Abu koordinator aksi itu mengatakan, dia dan kawan-kawan terpaksa melakukan demo lantaran PDIP sudah tutup mata dan hati terhadap para korban Kudatuli. Menurut dia, PDIP telah berjanji memberikan perhatian dan penghargaan kepada para korban. Janji itu, tidak hanya sekali, tapi sudah berulang kali. Namun janji tersebut tidak ada yang dipenuhi sampai sekarang.
“Sekarang janji tinggal janji, enggak ada realisasi,” katanya Senin, 13 Maret 2017.
Peristiwa Kudatuli bermula saat pendudukan kantor DPP Partai Demokrasi Indonesia di Jalan Diponegoro, Jakarta, oleh pendukung Ketua Umum Megawati Soekarnoputri. Namun sekelompok orang yang mengaku pendukung Ketua Umum Soerjadi mengambil alih secara paksa.
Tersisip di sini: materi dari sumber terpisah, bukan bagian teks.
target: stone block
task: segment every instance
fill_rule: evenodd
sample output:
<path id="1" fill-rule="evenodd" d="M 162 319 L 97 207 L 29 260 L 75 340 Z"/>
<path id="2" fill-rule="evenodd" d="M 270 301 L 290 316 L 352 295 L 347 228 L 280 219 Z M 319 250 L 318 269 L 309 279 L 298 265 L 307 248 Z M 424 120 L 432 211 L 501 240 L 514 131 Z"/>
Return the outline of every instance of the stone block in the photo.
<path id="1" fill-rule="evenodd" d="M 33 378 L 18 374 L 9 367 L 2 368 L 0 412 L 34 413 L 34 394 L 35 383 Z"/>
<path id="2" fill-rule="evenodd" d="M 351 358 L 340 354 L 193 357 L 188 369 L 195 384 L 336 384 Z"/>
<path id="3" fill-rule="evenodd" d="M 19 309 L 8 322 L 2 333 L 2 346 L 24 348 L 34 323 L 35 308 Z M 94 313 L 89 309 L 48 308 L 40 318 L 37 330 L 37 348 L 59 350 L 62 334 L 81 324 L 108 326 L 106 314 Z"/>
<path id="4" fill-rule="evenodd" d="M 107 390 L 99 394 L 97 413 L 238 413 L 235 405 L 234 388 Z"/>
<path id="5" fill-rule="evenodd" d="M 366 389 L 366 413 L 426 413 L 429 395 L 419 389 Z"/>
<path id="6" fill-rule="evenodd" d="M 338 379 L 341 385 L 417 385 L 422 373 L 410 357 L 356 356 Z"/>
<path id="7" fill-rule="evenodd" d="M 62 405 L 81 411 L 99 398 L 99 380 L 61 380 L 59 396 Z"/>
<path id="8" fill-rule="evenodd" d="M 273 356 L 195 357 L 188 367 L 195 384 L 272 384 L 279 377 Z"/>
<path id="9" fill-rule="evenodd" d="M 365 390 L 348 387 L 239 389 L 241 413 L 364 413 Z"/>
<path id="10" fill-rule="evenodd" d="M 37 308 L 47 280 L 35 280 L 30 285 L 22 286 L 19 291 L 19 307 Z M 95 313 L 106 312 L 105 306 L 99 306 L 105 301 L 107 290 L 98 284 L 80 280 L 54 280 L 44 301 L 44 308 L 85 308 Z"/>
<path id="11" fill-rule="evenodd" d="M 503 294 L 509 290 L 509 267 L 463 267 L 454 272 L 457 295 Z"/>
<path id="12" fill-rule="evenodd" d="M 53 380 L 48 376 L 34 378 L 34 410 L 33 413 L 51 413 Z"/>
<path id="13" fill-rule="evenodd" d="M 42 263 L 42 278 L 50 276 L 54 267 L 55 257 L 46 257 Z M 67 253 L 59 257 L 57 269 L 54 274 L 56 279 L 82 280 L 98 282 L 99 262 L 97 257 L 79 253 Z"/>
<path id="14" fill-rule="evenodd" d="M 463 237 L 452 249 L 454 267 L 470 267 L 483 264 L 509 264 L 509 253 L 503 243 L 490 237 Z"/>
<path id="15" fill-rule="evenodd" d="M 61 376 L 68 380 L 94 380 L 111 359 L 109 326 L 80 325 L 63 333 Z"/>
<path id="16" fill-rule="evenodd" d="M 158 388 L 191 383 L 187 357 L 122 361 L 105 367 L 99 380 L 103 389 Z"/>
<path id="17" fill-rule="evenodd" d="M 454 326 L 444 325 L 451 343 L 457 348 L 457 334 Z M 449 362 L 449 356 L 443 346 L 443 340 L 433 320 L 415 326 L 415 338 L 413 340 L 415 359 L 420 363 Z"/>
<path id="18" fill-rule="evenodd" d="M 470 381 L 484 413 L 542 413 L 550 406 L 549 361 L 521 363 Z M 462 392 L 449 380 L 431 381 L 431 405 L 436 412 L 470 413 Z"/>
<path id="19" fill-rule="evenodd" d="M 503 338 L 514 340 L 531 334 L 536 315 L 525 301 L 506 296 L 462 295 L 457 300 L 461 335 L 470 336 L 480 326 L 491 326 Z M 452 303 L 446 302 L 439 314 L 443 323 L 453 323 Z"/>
Peristiwa yang berlangsung sudah 20 tahun lalu tersebut, dia dan sejumlah rekannya dalam posisi diserang di dalam gedung DPP PDI. Ia menyebut dirinya bagian dari pendukung kubu Megawati.
“Ya, kubu Bu Mega,” ujarnya.
Abu membantah protes ini bermuatan politis karena dilakukan saat pemilihan Gubernur DKI Jakarta. Menurut dia, aksi tersebut semata-mata dilakukan untuk menuntut janji PDIP.
“Ada motif politik atau tidak, itu biarkan pihak lain yang melihat,” ucapnya.